En revanche, Trump pourrait encourager une coopération bilatérale, en négociant des accords ciblés sur des intérêts communs comme la lutte contre le terrorisme, l’accès aux ressources stratégiques ou les investissements américains dans les infrastructures et les technologies de l’information. Cette approche s’inscrirait dans une logique transactionnelle qui évite les engagements à long terme, préférant des accords spécifiques qui s’alignent directement sur les objectifs américains.
Le défi de la perception : Trump et l’image des États-Unis en Afrique
Enfin, la nouvelle administration Trump devra aussi gérer l’image des États-Unis sur le continent africain. Lors de son premier mandat, les déclarations de Trump qualifiant certains pays africains de termes peu diplomatiques avaient suscité de vives critiques. Pour les dirigeants africains, Trump est parfois perçu comme une figure imprévisible, ce qui pourrait complexifier le dialogue diplomatique.
Pour restaurer une image positive, il pourrait être conseillé à la nouvelle administration de miser sur la diplomatie économique, en multipliant les partenariats en matière d’éducation, de santé, et d’infrastructure. Si Trump parvient à faire preuve d’une approche respectueuse, même pragmatique, de coopération avec les pays africains, cela pourrait renforcer l’influence américaine sans soulever d’antagonismes inutiles.
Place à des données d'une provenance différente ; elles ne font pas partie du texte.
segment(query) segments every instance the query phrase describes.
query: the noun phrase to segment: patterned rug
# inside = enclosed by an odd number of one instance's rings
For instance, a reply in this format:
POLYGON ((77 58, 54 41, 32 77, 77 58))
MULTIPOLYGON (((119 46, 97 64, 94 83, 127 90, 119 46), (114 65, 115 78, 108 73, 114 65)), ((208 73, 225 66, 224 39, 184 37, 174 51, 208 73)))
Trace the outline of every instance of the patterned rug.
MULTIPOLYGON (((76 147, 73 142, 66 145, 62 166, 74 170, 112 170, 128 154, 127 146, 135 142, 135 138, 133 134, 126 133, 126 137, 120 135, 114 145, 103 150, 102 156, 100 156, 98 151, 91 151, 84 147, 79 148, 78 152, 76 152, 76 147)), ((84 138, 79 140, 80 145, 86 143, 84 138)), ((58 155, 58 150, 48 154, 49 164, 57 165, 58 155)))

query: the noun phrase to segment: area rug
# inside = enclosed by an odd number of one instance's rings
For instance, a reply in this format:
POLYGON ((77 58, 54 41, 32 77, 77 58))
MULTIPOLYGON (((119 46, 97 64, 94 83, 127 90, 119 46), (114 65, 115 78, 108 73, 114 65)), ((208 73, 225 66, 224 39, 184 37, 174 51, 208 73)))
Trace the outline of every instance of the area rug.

Trump, un acteur imprévisible dans un paysage africain en mutation
Le retour de Donald Trump à la Maison Blanche représente une incertitude majeure pour les régimes militaires d’Afrique de l’Ouest et du Centre, qui cherchent à redéfinir leurs relations avec l’Occident et à asseoir leur souveraineté. Entre pragmatisme économique, neutralité vigilante, et coopération sécuritaire ciblée, Trump pourrait choisir une voie transactionnelle qui s’aligne avec ses valeurs de Realpolitik.
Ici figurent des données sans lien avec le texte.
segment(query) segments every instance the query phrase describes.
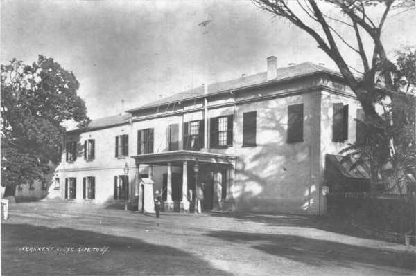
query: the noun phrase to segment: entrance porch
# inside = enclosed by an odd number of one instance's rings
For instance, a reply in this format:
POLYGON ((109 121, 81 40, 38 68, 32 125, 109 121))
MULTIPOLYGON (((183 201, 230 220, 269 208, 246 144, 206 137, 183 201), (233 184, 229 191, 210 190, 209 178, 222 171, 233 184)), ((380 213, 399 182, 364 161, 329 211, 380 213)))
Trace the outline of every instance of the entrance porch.
MULTIPOLYGON (((162 210, 194 212, 198 204, 197 199, 200 202, 203 211, 234 209, 234 156, 175 151, 132 157, 135 160, 135 186, 137 189, 139 189, 140 165, 148 166, 148 178, 150 179, 153 178, 153 167, 166 167, 159 187, 164 201, 162 210), (180 169, 176 170, 177 172, 173 172, 173 168, 175 167, 180 169)), ((139 194, 131 193, 132 195, 139 194)), ((140 205, 139 196, 132 196, 130 201, 132 206, 140 205)))

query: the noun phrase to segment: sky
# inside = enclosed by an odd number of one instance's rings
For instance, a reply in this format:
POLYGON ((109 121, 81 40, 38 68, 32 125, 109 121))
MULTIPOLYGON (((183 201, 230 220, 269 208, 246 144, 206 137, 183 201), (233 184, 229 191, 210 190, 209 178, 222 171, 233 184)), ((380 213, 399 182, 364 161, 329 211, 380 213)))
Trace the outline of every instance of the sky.
MULTIPOLYGON (((265 71, 270 55, 278 66, 310 61, 336 68, 307 34, 250 0, 0 1, 1 63, 54 58, 77 77, 92 119, 120 113, 121 100, 125 110, 202 83, 265 71)), ((415 15, 388 19, 383 37, 390 57, 401 46, 416 44, 415 15)), ((358 57, 343 50, 354 66, 358 57)))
Cette approche pourrait vite être mise à l’épreuve par les réalités complexes des dynamiques locales et des pressions internationales. Reste à voir si Trump optera pour un engagement mesuré ou pour une politique de non-ingérence, acceptant les régimes militaires tant que les intérêts américains sont préservés. Pour l’Afrique, le retour de Trump pourrait ainsi signifier un engagement plus distancié, voire calculé, où chaque relation bilatérale serait dictée avant tout par la logique du donnant-donnant.